The Deschutes River State Recreation Area is a park at the confluence of the Deschutes and Columbia rivers in the U.S. state of Oregon. It is a few miles east of The Dalles. The 35.1 acre park offers opportunities for camping, fishing, hiking, mountain biking, and equestrian trail riding.

==History==
The chamber of commerce in The Dalles pushed for a state park at the location beginning in 1955. After years of studies, the state acquired the first tract of land in 1963, when it purchased 30 acre from the Columbia-Deschutes Power Company. In 1963, an additional 5.1 acre were purchased from the Miller family and added to the park.

==Details==
Deschutes River is one of 28 state parks in Oregon with year-round campgrounds although water is turned off during the winter. There are 34 campsites suitable for recreational vehicles, with electricity and water available.
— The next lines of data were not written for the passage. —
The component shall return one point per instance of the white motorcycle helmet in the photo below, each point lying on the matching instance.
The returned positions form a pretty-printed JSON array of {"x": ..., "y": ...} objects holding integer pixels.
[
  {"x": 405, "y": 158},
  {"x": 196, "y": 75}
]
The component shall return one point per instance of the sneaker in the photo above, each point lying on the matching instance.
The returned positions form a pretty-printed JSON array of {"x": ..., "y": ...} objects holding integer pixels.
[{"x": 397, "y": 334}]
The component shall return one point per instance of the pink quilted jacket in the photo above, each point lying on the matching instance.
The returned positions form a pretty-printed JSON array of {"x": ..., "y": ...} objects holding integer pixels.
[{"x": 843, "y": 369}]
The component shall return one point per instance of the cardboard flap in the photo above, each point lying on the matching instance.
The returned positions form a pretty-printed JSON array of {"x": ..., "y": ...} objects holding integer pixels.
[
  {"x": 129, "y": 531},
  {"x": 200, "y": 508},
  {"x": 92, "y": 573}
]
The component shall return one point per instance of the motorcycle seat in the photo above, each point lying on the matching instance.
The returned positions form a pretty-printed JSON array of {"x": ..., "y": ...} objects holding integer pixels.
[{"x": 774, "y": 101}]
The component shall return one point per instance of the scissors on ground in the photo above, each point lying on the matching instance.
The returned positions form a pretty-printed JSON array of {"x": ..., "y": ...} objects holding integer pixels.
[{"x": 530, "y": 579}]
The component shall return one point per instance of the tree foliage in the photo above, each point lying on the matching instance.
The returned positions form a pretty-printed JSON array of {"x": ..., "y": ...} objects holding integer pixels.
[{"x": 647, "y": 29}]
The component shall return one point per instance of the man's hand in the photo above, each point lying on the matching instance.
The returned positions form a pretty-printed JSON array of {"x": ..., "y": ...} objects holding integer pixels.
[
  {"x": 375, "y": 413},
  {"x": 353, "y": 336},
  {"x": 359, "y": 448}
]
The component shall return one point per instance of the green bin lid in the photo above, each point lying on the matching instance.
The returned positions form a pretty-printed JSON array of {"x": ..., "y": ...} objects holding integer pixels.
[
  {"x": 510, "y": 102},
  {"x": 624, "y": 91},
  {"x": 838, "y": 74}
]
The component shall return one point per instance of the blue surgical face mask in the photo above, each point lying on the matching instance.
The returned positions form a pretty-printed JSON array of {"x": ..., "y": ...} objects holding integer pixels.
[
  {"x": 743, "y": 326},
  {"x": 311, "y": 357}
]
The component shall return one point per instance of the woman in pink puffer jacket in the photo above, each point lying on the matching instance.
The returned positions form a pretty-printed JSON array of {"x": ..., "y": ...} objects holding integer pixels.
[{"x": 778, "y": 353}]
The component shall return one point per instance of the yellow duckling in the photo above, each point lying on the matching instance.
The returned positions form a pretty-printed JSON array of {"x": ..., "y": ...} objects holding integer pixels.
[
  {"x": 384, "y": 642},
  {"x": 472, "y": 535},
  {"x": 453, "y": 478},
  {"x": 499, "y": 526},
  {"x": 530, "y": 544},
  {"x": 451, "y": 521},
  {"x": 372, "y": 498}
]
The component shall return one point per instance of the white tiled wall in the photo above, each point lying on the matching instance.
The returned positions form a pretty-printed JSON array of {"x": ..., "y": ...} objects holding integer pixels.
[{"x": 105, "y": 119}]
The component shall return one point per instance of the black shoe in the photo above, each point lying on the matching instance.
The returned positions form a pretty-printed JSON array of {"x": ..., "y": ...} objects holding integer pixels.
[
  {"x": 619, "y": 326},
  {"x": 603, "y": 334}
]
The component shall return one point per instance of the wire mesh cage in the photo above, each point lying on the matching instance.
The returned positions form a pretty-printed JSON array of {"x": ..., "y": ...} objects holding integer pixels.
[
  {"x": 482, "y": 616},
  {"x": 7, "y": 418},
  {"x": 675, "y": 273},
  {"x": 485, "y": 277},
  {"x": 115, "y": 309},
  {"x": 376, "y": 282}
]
An additional 25 primitive sites with drinking water and facilities nearby are available. The park is along the Oregon Trail and offers a covered wagon to rent for camping. The park includes showers, mowed lawns, and wildlife viewing. Hiking and biking opportunities include a trail named for former governor Victor G. Atiyeh that runs along the Deschutes. Hunting is also available for pheasant, chukar, and Hungarian partridge during designated seasons for each. Located on the west shore of the Deschutes River, Heritage Landing boat ramp is on the opposite shore from the main access to the park, with the Lower Deschutes Wildlife Area about one mile (1.6 km) upriver.